There is no doubt that the Ravens represent a real challenge for the Bills. They are second best in the NFL in points per game allowed, and lead the league in forced fumbles and fumble recoveries. They also have one of the most dynamic quarterbacks in the league with reigning NFL MVP Lamar Jackson, whose scrambling prowess has helped the Ravens to lead the league in yards per rushing attempt.
It will likely be a close game, much like the Bills’ Wild Card game against the Indianapolis Colts. But when the dust settles, I believe that the Bills will prevail for the following combination of reasons:
The Bills are unusually healthy
It was unfortunate to see running back Zack Moss’ season-ending ankle injury last weekend, and to see wide receiver Cole Beasley playing through a knee injury that will likely still be affecting him against the Ravens. Losing Moss is not insignificant, but Devin Singletary getting more carries—in combination with some contributions from rookie Antonio Williams or veteran T.J. Yeldon—will fill in adequately. Additionally, offensive coordinator Brian Daboll is likely to further compensate for Moss’ absence by calling more designed runs and zone-read running plays for quarterback Josh Allen. Daboll was already doing this against the Colts last week, enabling Allen to showcase his improvisational and athletic skills and making him the team’s leading rusher with 54 yards.
Beasley again will not be at full strength. But even as he hobbled around last week, he still managed to snag seven receptions, and he can likely replicate that productivity level again this week. More importantly, wide receiver Stefon Diggs appears to have largely recovered from the oblique injury that was limiting him recently. And with the full return of veteran John Brown and the continuing emergence of rookie Gabriel Davis (how amazing were those toe-tapping sideline catches against the Colts?!), the Bills are in great shape at the wide receiver position.

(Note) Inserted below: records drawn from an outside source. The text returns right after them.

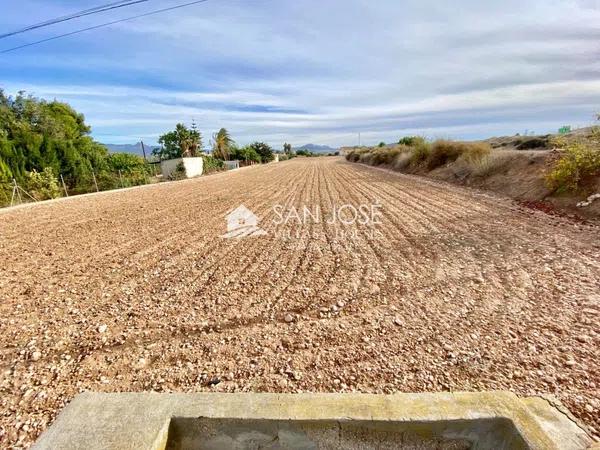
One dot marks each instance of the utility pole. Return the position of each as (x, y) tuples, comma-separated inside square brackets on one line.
[(95, 182), (144, 150), (64, 185)]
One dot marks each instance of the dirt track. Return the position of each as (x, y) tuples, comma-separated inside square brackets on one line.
[(136, 290)]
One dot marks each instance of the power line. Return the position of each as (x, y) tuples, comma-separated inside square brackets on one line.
[(85, 12), (158, 11)]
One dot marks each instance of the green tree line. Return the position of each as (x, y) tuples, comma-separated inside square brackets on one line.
[(41, 140)]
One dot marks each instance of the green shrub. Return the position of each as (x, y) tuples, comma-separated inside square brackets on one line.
[(212, 164), (353, 156), (578, 164), (179, 173), (42, 185)]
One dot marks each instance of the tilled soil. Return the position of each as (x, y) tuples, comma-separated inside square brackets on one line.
[(136, 290)]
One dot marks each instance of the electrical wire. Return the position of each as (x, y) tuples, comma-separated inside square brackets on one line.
[(86, 12), (158, 11)]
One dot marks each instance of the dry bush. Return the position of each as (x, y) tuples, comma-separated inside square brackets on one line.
[(578, 165), (443, 152), (420, 153), (489, 165), (401, 161)]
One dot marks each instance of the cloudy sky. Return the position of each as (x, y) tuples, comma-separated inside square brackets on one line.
[(315, 71)]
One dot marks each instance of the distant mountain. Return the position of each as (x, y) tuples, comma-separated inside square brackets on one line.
[(136, 149), (317, 148)]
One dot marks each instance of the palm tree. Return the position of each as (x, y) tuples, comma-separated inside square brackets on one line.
[(222, 144)]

In contrast, the Ravens’ offensive line still seems affected by the absence of left tackle Ronnie Stanley, who went down in Week 8. That seemed on display against the Titans last week as the Ravens gave up five sacks.
The Ravens’ recent “momentum” was largely against lackluster teams
Conventional wisdom holds that the Bills and the Ravens are both among the hottest teams coming into the playoffs, in that both had late-season winning streaks. But there are substantial differences between what each team accomplished this season.
Yes, the Ravens won their last five regular season games. But four of those opponents ended up with losing seasons: Cowboys (6-10), Jaguars (1-15), Giants (6-10) and Bengals (4-11). The Ravens did also beat out the Browns by 5 points during that late-season streak. But of the Ravens’ 11 victories this year, only three came against teams with winning records (they beat the Browns twice, and the Colts in Week 9). In short, the Ravens did not beat any team as talented as the Bills.
In contrast, the Bills did not only head into the playoffs on a six-game win streak. Six of their victories this season have come against quality opponents, including impressive wins over the Seahawks, Rams, Steelers and Dolphins (twice).
And notably, Allen performs particularly well against top-ranking defenses. This season he is undefeated in four games against top-10 defenses, with a 109.9 passer rating. Neither he nor his offense will be overwhelmed by the task in front of them.
A true home-field advantage
Several things are noteworthy here. The Bills were 7-1 at home during the regular season. Jackson—who grew up in South Florida—has never played football in the snow, and (as of this writing) there is a 40 percent chance of snow at game time. Even if it doesn’t snow, it will likely be 20-something degrees, which would also be an unusual experience for Jackson and the Ravens.
Finally, it’s clear that even having just 6,700 Bills Mafia present last weekend made a huge difference, and the presence of another small but loud crowd will again amp up the Bills. When things are otherwise close, playing in front of the home crowd often brings out that something extra.
It will be a back-and-forth battle between two electrifying offenses. Allen will need to continue his recent level of play and the Bills defense will need to step up, particularly against the Ravens’ running game.
But when all is said and done, the Bills are the better team and are more likely to keep their “team of destiny” moniker moving forward.
Final score prediction: Bills 31 – Ravens 27.
Alex Zapesochny is Rochester Beacon publisher.